Do the Laws of Persuation Hold in Social Media?


 

Anyone who has ever shopped for a car is familiar with the tried and true negotiation methods.  With the advent of social media, negotiations are happening more and more in social space and in combination with in-person events.

Time pressures, price pressures, asymmetric information, location, vetting, and abundance of alternate solutions are breaking the rules of negotiating.  Meanwhile, retribution for deals gone wrong has swung in favor of the consumer.  Here is a list of methods sourced from Robert Cialdini for negotiating and a few point about how things have changed.

1. Law of Advocacy; Introduce a third party: a salesperson can tell a prospect he “needs to talk to the manager” From that point forward, the prospect views the salesperson as an advocate.

People don’t need an advocate. Social media provides a written record of a past transaction as well as a snapshot of supply and demand in a market. People check FB while salesperson is off checking with manager. Customers have checked prices elsewhere and are only calculating the cost of time to scroll down the street for the deal they want.

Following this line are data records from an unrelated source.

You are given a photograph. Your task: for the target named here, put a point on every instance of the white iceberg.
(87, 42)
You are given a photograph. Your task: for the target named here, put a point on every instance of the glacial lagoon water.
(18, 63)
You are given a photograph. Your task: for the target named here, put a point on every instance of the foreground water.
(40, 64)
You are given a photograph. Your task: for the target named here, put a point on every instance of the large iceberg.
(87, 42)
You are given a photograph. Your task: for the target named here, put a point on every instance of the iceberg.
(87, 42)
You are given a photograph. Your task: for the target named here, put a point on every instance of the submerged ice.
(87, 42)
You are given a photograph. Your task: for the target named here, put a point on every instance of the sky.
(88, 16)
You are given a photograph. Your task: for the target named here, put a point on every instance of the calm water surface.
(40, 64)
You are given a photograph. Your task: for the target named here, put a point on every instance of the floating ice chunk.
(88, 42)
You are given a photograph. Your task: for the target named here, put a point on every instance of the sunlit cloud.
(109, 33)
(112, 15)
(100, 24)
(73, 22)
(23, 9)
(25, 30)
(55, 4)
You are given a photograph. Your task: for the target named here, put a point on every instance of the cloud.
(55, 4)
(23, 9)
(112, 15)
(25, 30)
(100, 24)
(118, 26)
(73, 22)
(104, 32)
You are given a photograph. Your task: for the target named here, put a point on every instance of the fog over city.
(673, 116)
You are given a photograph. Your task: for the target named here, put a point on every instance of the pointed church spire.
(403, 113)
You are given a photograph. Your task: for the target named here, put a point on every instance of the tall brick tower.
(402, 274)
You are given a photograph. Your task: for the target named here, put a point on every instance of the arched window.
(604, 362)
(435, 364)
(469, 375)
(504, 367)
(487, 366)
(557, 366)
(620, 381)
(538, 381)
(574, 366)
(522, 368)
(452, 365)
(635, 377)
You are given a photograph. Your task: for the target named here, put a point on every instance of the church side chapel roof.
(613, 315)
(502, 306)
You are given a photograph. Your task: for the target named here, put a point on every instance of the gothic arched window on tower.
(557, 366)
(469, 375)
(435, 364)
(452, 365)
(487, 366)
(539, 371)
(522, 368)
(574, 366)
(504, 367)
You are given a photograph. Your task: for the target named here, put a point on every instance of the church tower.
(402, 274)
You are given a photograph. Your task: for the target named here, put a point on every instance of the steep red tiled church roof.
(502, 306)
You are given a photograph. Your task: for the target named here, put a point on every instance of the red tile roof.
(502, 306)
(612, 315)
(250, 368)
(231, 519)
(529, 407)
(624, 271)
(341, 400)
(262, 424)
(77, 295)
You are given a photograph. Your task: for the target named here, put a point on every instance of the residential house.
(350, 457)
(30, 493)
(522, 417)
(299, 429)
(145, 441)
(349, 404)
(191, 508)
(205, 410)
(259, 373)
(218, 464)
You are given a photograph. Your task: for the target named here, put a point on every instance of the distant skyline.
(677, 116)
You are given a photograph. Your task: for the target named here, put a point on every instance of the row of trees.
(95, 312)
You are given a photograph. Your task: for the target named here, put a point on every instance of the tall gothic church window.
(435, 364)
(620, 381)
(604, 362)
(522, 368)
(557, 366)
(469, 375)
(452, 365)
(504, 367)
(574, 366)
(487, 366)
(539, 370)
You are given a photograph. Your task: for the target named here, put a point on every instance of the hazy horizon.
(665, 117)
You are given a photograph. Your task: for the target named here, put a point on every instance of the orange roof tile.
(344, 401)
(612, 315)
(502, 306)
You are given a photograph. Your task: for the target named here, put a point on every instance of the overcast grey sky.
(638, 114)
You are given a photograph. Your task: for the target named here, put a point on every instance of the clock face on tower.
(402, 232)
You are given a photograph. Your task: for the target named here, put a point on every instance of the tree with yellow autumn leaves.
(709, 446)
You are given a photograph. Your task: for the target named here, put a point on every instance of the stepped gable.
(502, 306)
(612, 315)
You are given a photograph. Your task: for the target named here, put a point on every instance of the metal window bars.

2. Law of Urgency: Top negotiators create a sense of urgency by specifying which terms they’re willing to agree to, then setting a firm deadline, after which the deal is off the table.

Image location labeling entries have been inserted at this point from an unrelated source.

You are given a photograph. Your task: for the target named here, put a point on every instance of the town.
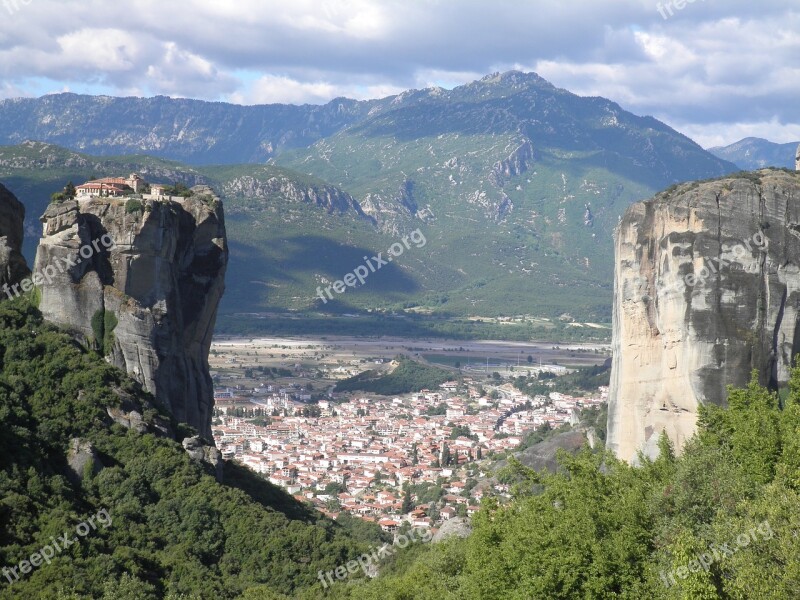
(413, 458)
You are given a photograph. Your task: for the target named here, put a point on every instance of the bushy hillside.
(720, 522)
(167, 527)
(516, 186)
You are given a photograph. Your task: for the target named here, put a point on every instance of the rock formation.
(140, 280)
(706, 288)
(13, 267)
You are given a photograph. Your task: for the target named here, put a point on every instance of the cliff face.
(706, 288)
(13, 267)
(141, 281)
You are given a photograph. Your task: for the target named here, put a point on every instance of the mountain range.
(516, 185)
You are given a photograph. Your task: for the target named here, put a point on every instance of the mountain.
(706, 293)
(756, 153)
(143, 289)
(514, 185)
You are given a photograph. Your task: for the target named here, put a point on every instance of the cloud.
(733, 65)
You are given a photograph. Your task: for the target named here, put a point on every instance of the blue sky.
(717, 70)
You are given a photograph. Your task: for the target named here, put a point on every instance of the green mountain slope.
(165, 528)
(718, 522)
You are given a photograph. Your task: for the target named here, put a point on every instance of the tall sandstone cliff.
(706, 289)
(149, 301)
(13, 267)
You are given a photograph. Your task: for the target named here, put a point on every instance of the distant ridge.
(757, 153)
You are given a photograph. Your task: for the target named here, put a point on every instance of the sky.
(716, 70)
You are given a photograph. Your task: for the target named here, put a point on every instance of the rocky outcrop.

Twitter sets a new standard for urgency.  Cause and effect are reversed as people respond to social media news to initiate the process.  “Off the table” means off the screen and on to the next vendor.  Next prospect is warned not to fall for the urgency trick.

3. Law of Authority: Using statistics to establish why you offer the best value on the market. It’s a way of saying, “You have more to lose here than I do.

Facts are increasingly easy to check. Undisclosed facts are easy to discover. Statistics can be read many ways in social media. Is the negotiator ready to be accused of warming the planet more than the next guy?

4. Law of Social Proof: Credibility is king in negotiations. Presenting testimonials from best-in-class companies lets prospects know the best in the business choose to do business with you.

Some references may in fact be liabilities.  Best in class companies (such as Whole Foods Market) can get in trouble real quick.  Is the negotiator ready to keep this list “twitter ready”?  Testimonials come from the bloggers, not the PR department. Ouch.

5. Law of Reciprocity: Shrewd negotiators establish a quid-pro-quo early on, so prospects understand it works both ways.

What can a negotiator offer in an environment where the customer has the same information they do? The customer is more able to put a fair market value on the “quid” thereby eliminating any arbitrage advantage.

6. Law of Commitment and Consistency: By getting the other party to agree to the “no brainer” terms gets them in the habit of saying “yes” and they are less likely to say “No” to a deal that is 99% done.

Customer is more empowered to say “no” to the terms that matter.  They have studied the case studies of others who have gone down the same path. Social interaction is desensitized especially of the negotiator does not appear to be tech savvy – commitment and consistency is easily lost.

Traditionally the negotiation process starts in the advertising campaign.  Get it?